Odpowiadając na pytania posła Tomasza Rzymkowskiego (Kukiz15), świadek zeznał, że z notatką z dnia 24 maja 2012 r. w sprawie działalności Amber Gold jako piramidy finansowej, przygotowaną przez szefa Agencji Bezpieczeństwa Wewnętrznego – Krzysztofa Bondaryka, zapoznał się najprawdopodobniej w okresie maj – lipiec 2012 r. Świadek nie pamięta, jakie osoby były adresami tej notatki i czy rozmawiał z nimi na temat jej treści. Świadek zeznał, że po zapoznaniu się z tą notatką przeprowadził rozmowę z koordynatorem ds. służb specjalnych – Jackiem Cichockim. Minister Jacek Cichocki, który również znał treść notatki, dokonał oceny całej sytuacji oraz poinformował świadka o działaniach, jakie zamierzał podjąć w związku z powzięciem wiedzy w tej sprawie. Świadek nie mógł sobie przypomnieć, kiedy na posiedzeniach rządu omawiana była sprawa Amber Gold.
Świadek zeznał, że nie pamięta, jak długo zna Michała Tuska. Na pewno czas ten obejmuje okres dłuższy niż okres pracy świadka w Kancelarii Prezesa Rady Ministrów. O tym, że Michał Tusk jest zatrudniony w spółce OLT Express, świadek dowiedział się najprawdopodobniej z publikacji medialnych.
Odpowiadając na pytania przewodniczącej – poseł Małgorzaty Wassermann (PiS), świadek zeznał, że nie był obecny przy rozmowie, podczas której Michał lub Donald Tusk mieliby stwierdzić, że Amber Gold to „lipa”. Świadek nie wie, jakie straty poniosły spółki państwowe w związku z upadkiem przewoźnika OLT Express.
Odpowiadając na pytania posła Bartosza Kownackiego (PiS), świadek zeznał, że zna prezydenta Gdańska – Pawła Adamowicza, a także Sławomira Rybickiego. Tomasz Arabski wyjaśnił również, że nigdy nie był w żadnym mieszkaniu osoby publicznej położonym przy ul. Szafarnia w Gdańsku.
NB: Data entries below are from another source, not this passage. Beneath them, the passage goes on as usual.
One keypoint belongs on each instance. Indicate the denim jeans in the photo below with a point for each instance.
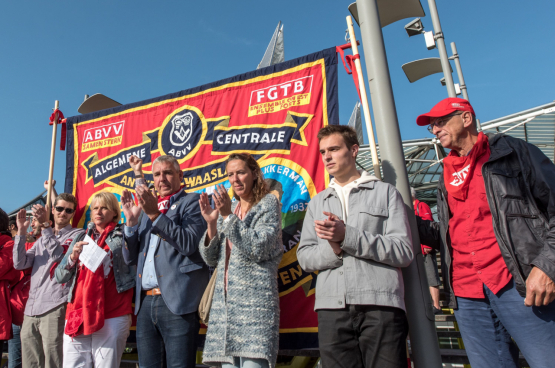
(247, 363)
(488, 324)
(163, 338)
(14, 348)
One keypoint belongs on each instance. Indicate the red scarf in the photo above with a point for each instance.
(457, 171)
(85, 315)
(164, 202)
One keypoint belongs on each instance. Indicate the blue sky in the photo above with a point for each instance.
(134, 50)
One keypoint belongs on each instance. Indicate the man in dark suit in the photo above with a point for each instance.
(163, 236)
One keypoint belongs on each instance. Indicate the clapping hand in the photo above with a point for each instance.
(209, 214)
(222, 201)
(130, 210)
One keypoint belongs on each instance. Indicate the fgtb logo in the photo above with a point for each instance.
(181, 132)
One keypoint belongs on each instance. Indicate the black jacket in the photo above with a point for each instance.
(520, 190)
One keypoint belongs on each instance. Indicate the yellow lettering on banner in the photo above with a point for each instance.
(108, 142)
(283, 104)
(189, 182)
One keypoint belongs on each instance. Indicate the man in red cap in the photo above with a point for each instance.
(496, 211)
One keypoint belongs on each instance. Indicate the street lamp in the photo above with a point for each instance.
(419, 69)
(441, 48)
(372, 15)
(416, 27)
(393, 10)
(459, 70)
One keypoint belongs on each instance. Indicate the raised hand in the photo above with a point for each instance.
(130, 210)
(46, 184)
(222, 201)
(136, 164)
(77, 249)
(147, 202)
(22, 222)
(210, 214)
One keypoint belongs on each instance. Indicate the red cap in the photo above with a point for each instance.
(443, 108)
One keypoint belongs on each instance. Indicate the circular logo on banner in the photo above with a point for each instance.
(181, 132)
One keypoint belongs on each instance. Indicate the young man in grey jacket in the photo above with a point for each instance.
(356, 234)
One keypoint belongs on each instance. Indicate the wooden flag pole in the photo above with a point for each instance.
(364, 101)
(52, 155)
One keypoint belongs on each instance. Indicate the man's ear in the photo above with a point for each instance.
(354, 150)
(467, 119)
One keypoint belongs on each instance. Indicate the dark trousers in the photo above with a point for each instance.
(488, 324)
(165, 339)
(364, 336)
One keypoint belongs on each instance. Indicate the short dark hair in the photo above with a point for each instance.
(4, 221)
(66, 197)
(349, 135)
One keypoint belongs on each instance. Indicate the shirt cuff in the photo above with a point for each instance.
(130, 230)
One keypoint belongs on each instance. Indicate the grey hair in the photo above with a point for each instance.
(167, 158)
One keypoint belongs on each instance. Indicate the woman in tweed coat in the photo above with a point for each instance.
(243, 241)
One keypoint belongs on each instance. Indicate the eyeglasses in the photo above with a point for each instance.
(442, 121)
(69, 211)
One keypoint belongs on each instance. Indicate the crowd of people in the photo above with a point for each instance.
(495, 234)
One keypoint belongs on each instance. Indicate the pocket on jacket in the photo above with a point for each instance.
(190, 267)
(372, 219)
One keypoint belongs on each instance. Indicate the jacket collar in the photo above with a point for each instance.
(330, 191)
(498, 146)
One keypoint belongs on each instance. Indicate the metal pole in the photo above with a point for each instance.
(424, 343)
(459, 70)
(364, 100)
(441, 48)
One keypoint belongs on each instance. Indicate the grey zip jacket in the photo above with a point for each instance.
(377, 244)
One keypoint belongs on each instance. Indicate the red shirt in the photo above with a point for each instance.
(477, 259)
(115, 304)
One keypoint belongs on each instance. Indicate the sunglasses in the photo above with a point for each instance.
(69, 211)
(440, 123)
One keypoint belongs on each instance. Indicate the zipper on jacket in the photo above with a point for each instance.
(525, 216)
(500, 240)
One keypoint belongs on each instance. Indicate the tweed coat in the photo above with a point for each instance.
(245, 323)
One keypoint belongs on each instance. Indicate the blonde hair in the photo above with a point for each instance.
(110, 201)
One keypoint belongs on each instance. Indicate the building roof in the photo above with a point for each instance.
(423, 156)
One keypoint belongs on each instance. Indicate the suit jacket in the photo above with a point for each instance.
(181, 272)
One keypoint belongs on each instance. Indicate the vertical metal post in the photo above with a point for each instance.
(424, 343)
(459, 70)
(441, 48)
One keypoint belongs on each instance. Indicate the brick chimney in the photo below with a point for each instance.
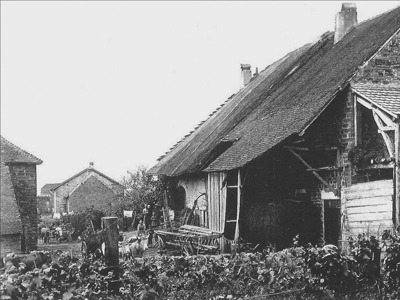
(345, 20)
(246, 74)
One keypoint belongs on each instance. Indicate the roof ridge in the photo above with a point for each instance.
(21, 151)
(377, 16)
(81, 172)
(197, 126)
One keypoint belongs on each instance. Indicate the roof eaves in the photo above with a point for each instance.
(83, 171)
(374, 103)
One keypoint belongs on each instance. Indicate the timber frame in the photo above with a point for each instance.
(386, 121)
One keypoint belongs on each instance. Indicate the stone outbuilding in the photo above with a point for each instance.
(86, 188)
(18, 222)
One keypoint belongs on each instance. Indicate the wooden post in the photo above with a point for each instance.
(239, 192)
(111, 255)
(396, 173)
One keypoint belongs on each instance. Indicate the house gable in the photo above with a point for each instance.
(63, 191)
(91, 192)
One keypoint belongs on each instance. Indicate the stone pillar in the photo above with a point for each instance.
(23, 177)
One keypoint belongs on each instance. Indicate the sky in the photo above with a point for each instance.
(118, 83)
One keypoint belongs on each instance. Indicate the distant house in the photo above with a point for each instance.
(46, 199)
(313, 139)
(18, 222)
(86, 188)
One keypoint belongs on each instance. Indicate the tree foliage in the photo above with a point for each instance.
(140, 189)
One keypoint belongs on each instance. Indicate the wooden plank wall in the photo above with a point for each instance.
(369, 206)
(216, 201)
(216, 188)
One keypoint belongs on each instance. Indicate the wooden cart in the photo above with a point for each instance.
(191, 240)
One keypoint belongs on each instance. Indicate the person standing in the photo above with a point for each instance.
(146, 216)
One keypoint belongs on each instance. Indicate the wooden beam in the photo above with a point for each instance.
(315, 173)
(239, 192)
(396, 178)
(386, 138)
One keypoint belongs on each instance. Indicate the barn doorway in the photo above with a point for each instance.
(332, 221)
(180, 198)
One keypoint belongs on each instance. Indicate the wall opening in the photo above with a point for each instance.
(180, 198)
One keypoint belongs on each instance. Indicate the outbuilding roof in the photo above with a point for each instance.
(283, 100)
(80, 173)
(385, 96)
(11, 153)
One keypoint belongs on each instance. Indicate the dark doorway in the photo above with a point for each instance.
(332, 221)
(180, 198)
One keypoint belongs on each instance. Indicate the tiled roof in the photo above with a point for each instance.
(83, 171)
(280, 102)
(11, 153)
(10, 221)
(195, 151)
(384, 96)
(45, 190)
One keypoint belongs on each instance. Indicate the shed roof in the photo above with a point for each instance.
(384, 96)
(11, 153)
(283, 100)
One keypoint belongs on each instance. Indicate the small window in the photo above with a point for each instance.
(180, 198)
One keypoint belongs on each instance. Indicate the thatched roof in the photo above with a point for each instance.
(283, 100)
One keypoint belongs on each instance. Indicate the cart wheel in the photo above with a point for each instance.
(161, 244)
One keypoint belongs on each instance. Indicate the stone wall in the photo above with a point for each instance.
(45, 205)
(23, 177)
(91, 192)
(64, 191)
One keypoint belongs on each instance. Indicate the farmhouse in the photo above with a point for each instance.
(18, 222)
(84, 189)
(309, 146)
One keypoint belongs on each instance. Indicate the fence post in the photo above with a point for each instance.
(111, 254)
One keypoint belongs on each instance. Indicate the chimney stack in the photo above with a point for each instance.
(345, 20)
(246, 74)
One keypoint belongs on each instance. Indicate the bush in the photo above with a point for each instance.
(294, 273)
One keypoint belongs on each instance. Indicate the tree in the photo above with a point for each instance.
(140, 189)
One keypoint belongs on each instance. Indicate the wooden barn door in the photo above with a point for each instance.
(369, 206)
(332, 221)
(217, 203)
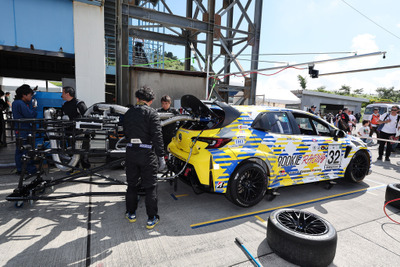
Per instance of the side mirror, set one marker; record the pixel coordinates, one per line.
(336, 134)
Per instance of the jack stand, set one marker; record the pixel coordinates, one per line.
(330, 184)
(272, 194)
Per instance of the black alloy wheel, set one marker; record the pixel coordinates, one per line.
(248, 185)
(358, 167)
(302, 222)
(301, 237)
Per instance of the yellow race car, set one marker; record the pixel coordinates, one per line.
(245, 151)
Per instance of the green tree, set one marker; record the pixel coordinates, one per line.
(303, 81)
(359, 91)
(388, 93)
(344, 90)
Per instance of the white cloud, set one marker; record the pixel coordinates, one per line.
(369, 81)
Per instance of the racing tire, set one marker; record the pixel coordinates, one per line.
(301, 237)
(358, 167)
(247, 185)
(393, 192)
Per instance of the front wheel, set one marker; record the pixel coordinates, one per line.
(247, 185)
(358, 167)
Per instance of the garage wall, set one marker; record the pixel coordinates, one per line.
(89, 52)
(46, 24)
(164, 83)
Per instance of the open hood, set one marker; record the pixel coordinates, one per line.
(196, 108)
(219, 113)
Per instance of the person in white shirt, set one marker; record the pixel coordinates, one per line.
(391, 124)
(352, 120)
(374, 122)
(364, 132)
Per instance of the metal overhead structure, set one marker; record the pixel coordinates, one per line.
(210, 33)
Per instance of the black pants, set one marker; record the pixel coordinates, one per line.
(384, 135)
(141, 163)
(373, 130)
(84, 161)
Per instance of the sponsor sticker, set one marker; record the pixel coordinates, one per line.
(220, 185)
(333, 157)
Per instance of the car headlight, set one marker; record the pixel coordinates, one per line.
(358, 143)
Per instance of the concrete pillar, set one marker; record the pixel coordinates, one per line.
(89, 52)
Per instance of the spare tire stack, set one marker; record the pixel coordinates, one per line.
(301, 237)
(392, 193)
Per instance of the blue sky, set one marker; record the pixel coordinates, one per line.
(322, 26)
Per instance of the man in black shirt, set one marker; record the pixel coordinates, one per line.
(75, 108)
(344, 121)
(169, 130)
(143, 131)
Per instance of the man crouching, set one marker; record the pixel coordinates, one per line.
(143, 131)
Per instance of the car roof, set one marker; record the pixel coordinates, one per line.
(268, 109)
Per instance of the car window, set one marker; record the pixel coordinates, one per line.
(309, 125)
(275, 122)
(305, 125)
(321, 128)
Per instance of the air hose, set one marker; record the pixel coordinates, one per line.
(384, 209)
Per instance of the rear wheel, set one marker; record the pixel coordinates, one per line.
(247, 185)
(358, 167)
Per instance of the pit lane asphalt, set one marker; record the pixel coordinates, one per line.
(195, 230)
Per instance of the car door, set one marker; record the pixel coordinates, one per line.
(323, 158)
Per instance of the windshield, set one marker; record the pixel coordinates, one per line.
(370, 110)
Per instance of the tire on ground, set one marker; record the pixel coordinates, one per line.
(358, 167)
(301, 237)
(248, 185)
(393, 192)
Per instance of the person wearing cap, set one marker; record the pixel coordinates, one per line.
(390, 121)
(169, 130)
(142, 129)
(3, 108)
(312, 109)
(374, 122)
(23, 108)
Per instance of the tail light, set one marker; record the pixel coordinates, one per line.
(214, 142)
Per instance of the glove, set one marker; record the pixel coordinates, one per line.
(161, 164)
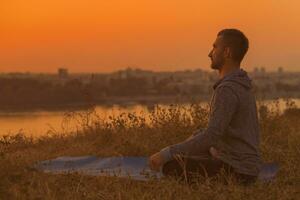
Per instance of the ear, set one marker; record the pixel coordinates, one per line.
(227, 52)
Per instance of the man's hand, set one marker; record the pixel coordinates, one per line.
(155, 161)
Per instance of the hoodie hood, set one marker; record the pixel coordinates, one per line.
(238, 76)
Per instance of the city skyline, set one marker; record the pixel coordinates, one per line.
(94, 36)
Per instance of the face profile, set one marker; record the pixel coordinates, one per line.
(217, 54)
(229, 48)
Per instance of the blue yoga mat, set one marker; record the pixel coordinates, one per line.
(136, 168)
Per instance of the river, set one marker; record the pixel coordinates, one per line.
(39, 123)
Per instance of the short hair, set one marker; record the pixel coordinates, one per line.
(236, 41)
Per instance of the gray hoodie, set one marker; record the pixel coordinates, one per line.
(232, 129)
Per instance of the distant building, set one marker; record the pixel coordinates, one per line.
(63, 73)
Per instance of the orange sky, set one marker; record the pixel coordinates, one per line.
(105, 35)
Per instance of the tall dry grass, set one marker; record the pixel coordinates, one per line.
(141, 135)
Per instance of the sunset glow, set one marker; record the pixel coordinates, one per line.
(103, 36)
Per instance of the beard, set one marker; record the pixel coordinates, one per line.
(217, 63)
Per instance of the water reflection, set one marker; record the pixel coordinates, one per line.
(40, 122)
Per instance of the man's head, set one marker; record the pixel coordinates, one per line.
(230, 46)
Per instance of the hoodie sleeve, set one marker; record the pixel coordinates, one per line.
(224, 105)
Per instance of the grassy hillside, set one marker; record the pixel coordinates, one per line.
(140, 135)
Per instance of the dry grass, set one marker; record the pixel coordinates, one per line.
(130, 134)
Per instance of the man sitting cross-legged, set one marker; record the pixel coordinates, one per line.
(231, 140)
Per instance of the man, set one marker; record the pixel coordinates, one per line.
(231, 139)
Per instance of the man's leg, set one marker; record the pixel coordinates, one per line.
(187, 168)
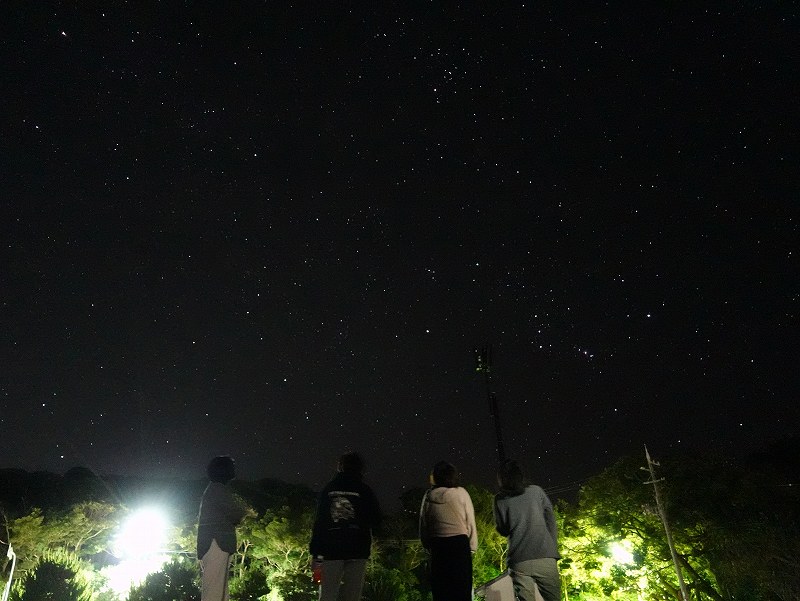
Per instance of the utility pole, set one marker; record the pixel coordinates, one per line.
(483, 360)
(663, 515)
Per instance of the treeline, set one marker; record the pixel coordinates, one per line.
(735, 525)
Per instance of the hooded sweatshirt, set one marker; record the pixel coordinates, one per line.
(447, 512)
(528, 520)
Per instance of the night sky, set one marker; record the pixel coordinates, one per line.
(279, 231)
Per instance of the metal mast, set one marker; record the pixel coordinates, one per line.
(483, 359)
(663, 515)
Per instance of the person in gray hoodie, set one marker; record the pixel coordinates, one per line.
(524, 514)
(447, 530)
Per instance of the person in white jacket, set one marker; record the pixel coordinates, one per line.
(447, 530)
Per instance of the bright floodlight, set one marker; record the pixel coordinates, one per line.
(140, 546)
(622, 552)
(143, 535)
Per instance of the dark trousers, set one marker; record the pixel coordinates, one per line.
(451, 568)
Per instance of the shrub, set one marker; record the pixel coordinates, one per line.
(56, 576)
(177, 581)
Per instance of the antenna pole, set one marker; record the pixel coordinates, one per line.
(663, 515)
(483, 359)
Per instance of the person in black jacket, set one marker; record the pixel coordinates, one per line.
(347, 512)
(220, 512)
Odpowiadając na pytania posła Krzysztofa Brejzy (PO), świadek zeznał, że według niego instrumenty prawne do zapobieżenia tzw. aferze Amber Gold posiadała prokuratura, a nie administracja Kancelarii Prezesa Rady Ministrów. Poinformował, że nie wie, czy członkowie jakichkolwiek partii politycznych pracowali dla spółki Amber Gold.
Świadek nie pamięta rozmowy z prezesem Rady Ministrów – Donaldem Tuskiem poświęconej prywatyzacji PLL LOT. Nie wie także nic na temat postępowań w sprawie niedopełnienia obowiązków przez funkcjonariuszy publicznych w prowadzeniu sprawy Amber Gold. Stwierdził, że większość informacji na temat afery Amber Gold docierała do Prezesa Rady Ministrów za pośrednictwem Koordynatora ds. Służb Specjalnych. Świadek nie pamięta okoliczności zapoznania premiera Donalda Tuska z notatką Szefa ABW.